Charlotte Hohmann (born Charlotte Scheffel: 19 May 1900 – 8 December 1971) was the first editor in chief of Die Frau von heute, the mass circulation weekly women's magazine founded in 1946 in Germany's Soviet occupation zone, into which, after 1949, rival publications were absorbed. As a young woman she was a political activist (KPD). Unlike her brother, she survived the Nazi years, but she nevertheless underwent several Gestapo interrogation sessions. During the early 1950s she held various senior positions within the East German print media sector even, at least on paper, after her retirement in 1955.

==Life==
Charlotte Scheffel was born in Gera, an industrial city to the west of Dresden with a large textiles sector, in which her mother worked as a "seamstress" ("Näherin"). Her father was a painter. Scheffel left school in 1914 and embarked on a two-year traineeship in clothes manufacturing. Between 1917 and 1919 she worked as a clerical assistant in the city hall. From 1919 till 1921 she was employed in domestic service before moving on to a clerical position with the Gera Potash Syndicate.

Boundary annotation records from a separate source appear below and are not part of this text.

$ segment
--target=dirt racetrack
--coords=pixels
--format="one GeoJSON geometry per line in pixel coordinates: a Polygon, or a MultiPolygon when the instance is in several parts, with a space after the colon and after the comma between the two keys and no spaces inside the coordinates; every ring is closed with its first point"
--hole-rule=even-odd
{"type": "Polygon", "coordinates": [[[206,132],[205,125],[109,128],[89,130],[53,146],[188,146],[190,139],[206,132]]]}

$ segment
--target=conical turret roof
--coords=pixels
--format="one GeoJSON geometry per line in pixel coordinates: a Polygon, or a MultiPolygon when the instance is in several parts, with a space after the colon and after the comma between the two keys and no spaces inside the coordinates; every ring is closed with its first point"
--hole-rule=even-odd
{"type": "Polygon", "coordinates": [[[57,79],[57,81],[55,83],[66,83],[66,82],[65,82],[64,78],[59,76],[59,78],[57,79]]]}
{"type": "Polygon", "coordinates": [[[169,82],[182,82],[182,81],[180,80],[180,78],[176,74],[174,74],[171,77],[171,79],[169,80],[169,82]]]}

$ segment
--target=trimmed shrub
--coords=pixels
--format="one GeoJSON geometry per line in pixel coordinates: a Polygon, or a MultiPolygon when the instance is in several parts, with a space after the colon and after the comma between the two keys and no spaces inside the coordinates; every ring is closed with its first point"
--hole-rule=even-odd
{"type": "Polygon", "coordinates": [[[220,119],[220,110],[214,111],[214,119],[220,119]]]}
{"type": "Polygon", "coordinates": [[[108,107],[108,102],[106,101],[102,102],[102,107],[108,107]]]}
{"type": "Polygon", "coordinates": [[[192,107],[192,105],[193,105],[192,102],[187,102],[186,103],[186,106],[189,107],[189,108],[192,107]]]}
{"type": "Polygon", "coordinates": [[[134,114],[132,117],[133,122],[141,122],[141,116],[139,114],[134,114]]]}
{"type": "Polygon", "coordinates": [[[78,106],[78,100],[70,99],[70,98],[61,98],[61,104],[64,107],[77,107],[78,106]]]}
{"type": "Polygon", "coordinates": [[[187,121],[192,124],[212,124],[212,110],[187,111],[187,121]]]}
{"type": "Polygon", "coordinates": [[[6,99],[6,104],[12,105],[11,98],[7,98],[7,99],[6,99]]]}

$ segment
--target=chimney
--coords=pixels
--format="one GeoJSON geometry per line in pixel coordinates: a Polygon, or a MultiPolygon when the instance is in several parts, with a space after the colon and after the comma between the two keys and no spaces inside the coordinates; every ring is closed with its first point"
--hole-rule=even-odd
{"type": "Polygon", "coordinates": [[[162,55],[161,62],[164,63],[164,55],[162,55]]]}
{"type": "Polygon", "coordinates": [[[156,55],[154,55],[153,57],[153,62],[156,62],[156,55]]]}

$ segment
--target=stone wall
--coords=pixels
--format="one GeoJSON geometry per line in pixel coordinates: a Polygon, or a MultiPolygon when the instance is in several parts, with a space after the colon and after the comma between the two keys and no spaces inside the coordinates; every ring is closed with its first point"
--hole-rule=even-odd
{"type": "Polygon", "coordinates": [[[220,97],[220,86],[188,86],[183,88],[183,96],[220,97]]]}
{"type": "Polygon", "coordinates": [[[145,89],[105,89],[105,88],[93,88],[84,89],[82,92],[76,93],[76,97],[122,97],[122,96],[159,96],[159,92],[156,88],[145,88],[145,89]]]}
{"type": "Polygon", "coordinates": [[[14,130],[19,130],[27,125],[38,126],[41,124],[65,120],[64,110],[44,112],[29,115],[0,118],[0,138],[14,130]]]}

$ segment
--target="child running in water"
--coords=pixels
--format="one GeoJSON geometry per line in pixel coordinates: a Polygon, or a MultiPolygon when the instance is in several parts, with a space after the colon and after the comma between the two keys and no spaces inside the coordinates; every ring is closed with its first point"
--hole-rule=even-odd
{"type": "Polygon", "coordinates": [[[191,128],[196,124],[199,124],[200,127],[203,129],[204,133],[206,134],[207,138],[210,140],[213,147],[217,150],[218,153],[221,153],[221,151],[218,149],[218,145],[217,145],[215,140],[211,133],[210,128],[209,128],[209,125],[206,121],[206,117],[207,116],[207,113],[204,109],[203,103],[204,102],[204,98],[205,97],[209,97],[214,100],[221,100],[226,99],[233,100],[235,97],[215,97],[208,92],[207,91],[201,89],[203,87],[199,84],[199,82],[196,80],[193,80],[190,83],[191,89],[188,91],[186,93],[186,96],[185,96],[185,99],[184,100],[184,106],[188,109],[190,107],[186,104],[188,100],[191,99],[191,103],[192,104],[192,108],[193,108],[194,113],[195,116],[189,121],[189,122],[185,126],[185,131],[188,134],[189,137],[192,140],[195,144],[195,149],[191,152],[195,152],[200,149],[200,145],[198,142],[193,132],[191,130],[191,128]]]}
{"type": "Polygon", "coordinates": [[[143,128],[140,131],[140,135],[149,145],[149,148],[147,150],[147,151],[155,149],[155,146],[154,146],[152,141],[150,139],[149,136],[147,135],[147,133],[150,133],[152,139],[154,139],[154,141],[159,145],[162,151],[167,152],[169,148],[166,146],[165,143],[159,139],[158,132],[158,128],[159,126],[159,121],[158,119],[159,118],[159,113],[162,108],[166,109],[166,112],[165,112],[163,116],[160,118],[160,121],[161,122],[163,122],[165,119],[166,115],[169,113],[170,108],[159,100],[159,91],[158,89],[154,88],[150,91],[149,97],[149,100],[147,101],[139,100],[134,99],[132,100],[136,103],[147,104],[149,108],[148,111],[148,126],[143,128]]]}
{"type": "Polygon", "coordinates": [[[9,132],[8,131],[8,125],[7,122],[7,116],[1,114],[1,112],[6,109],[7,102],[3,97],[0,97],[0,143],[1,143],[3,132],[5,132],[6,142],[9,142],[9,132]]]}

She lost that job in 1923 because of "Communist activities".

She joined the Young Communists in 1922 and the Communist Party itself in 1924. In 1926 she married Paul Hohmann, a Communist Party official. She herself was employed as a secretary with the Sicla Building Co-operative in 1924/25. Between 1925 and 1930 she worked as chief secretary with the Schraps architectural practice, work which she combined with similar functions at the East Thuringia Building Business ("Bauhüttenbetrieb Ostthüringen") in Gera. She was also, by this time, contributing written material to labour movement publications.

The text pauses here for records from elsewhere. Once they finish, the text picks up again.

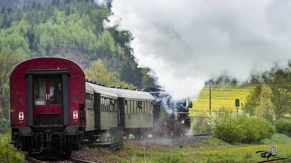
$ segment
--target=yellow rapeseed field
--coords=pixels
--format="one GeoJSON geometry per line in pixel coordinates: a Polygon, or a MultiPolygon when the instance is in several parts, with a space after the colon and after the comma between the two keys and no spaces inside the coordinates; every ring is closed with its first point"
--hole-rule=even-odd
{"type": "MultiPolygon", "coordinates": [[[[218,111],[221,108],[235,110],[235,100],[239,99],[239,109],[246,102],[248,94],[255,86],[250,85],[217,85],[211,86],[211,111],[218,111]]],[[[190,115],[207,115],[209,113],[209,86],[203,88],[198,96],[189,97],[193,102],[189,109],[190,115]]],[[[234,110],[234,111],[235,111],[234,110]]]]}

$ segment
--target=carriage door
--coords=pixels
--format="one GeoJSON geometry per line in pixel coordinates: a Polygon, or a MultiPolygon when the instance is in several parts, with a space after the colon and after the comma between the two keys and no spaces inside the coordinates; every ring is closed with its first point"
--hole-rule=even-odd
{"type": "Polygon", "coordinates": [[[60,77],[35,77],[33,79],[34,118],[38,114],[58,113],[62,118],[60,77]]]}

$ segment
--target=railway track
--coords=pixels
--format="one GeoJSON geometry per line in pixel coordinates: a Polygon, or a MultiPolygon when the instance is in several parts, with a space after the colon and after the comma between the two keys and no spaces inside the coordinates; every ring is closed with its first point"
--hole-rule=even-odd
{"type": "Polygon", "coordinates": [[[146,139],[144,138],[129,139],[124,139],[123,140],[123,142],[134,142],[134,141],[145,141],[147,140],[159,140],[160,139],[172,139],[174,138],[176,138],[177,137],[192,137],[193,136],[208,136],[210,135],[212,135],[213,134],[213,133],[205,133],[203,134],[193,134],[186,135],[185,135],[185,136],[180,136],[161,137],[155,137],[155,138],[147,138],[146,139]]]}
{"type": "MultiPolygon", "coordinates": [[[[70,157],[69,158],[67,159],[67,160],[68,162],[74,162],[74,163],[94,163],[93,162],[90,162],[87,161],[79,160],[77,158],[75,158],[72,157],[70,157]]],[[[39,160],[38,160],[33,158],[29,157],[28,161],[29,161],[32,163],[47,163],[47,162],[42,162],[39,160]]],[[[52,161],[52,162],[57,162],[56,161],[52,161]]]]}

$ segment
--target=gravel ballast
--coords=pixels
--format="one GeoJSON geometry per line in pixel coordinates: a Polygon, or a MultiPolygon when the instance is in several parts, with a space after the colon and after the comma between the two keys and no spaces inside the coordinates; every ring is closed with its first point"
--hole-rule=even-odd
{"type": "MultiPolygon", "coordinates": [[[[150,145],[159,146],[169,145],[178,146],[180,144],[187,145],[195,144],[211,138],[211,135],[180,137],[170,139],[147,140],[146,142],[150,145]]],[[[142,141],[142,140],[141,140],[142,141]]]]}

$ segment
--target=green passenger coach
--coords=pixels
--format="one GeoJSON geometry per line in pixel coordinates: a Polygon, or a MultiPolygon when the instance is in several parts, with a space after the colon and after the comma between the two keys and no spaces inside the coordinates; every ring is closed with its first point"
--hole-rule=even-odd
{"type": "Polygon", "coordinates": [[[118,125],[123,127],[125,136],[147,138],[153,127],[152,102],[155,98],[144,92],[113,89],[118,97],[118,125]]]}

The Hohmanns relocated to Berlin in 1931. Hohmann embarked on a training at the Communist Party's national academy ("Reichsparteischule") in Berlin-Fichtenau (which had itself relocated from Dresden to Fichtenau in 1929). Next she became a senior official in the Women's Department of the Communist Party Central Committee. Between the end of 1931 and 1933 she was a volunteer and contributor to the newspaper for women, "Die Kämpferin" (published by the party's Red Star publishing house).

The Nazi power seizure in January 1933 was followed by a rapid switch to one-party dictatorship which put an end to Communist Party institutions in Germany and led to the imprisonment or forced emigration of the party leadership, although "underground activism" continued. Between 1933 and 1935 Charlotte Hohmann worked in a private dairy-delicatessen, while her apartment was used as an organisation hub for illegal Communist resistance fighters and couriers. Sources are vague on the details, which involved illegal "printing and postal" activities and accommodation for illegal party activists.

Her husband was arrested in May 1933 after which Charlotte continued to work in illegal resistance, involved with the Saefkows, Werner Seelenbinder and the grouping around Felix Tucholla and her own brother, Rudolf Scheffel. Meanwhile, from 1936 she was employed as an office worker with "Wirtschaftsgruppe Elektro-Industrie", an industrial conglomerate, dismissed in 1942 on grounds of ill health. Between 1942 and 1945 she is described as a housewife. Her brother Rudolf was arrested in August 1942 and executed in September 1943. Between 1933 and 1944 she was several times interrogated by the Gestapo.

War ended in May 1945 after which a large part of Germany surrounding Berlin was administered as the Soviet occupation zone (to be relaunched in 1949 as the Soviet sponsored German Democratic Republic (East Germany)). Between May and November 1945 Charlotte Hohmann worked for the city council in a management position in the Finance Department in Berlin-Schöneberg. In February 1946 the local women's committee launched the weekly magazine "Die Frau von heute" ("Today's Woman"): Charlotte Hohmann was listed as Managing Editor. During 1948 control of the magazine passed to the newly established Democratic Women's League ("Demokratischer Frauenbund Deutschlands" / DFD). She continued to be identified as "Chefredakteurin" ("Editor in Chief") till 1957, although other job appointments indicate that in reality her day to day involvement with this publication may have diminished after 1948. Between 1948 and 1950 Hohmann worked as deputy managing editor of the weekly women's magazine "Für Dich" (For Thee), under the editorship of Willi Karsch. ("Für Dich" was subsumed into "Die Frau von heute" in 1950, although it re-appeared as a standalone title in 1963.) Between 1950 and 1955 Hohmann was employed in a senior management position ("Hauptgeschäftsfuehrerin") with the National Union of Journalists. She retired in 1955 but continued to undertake unpaid work for The Party.

Charlotte Hohmann received her Medal for Fighters Against Fascism in 1958. She died in Berlin on 8 December 1971.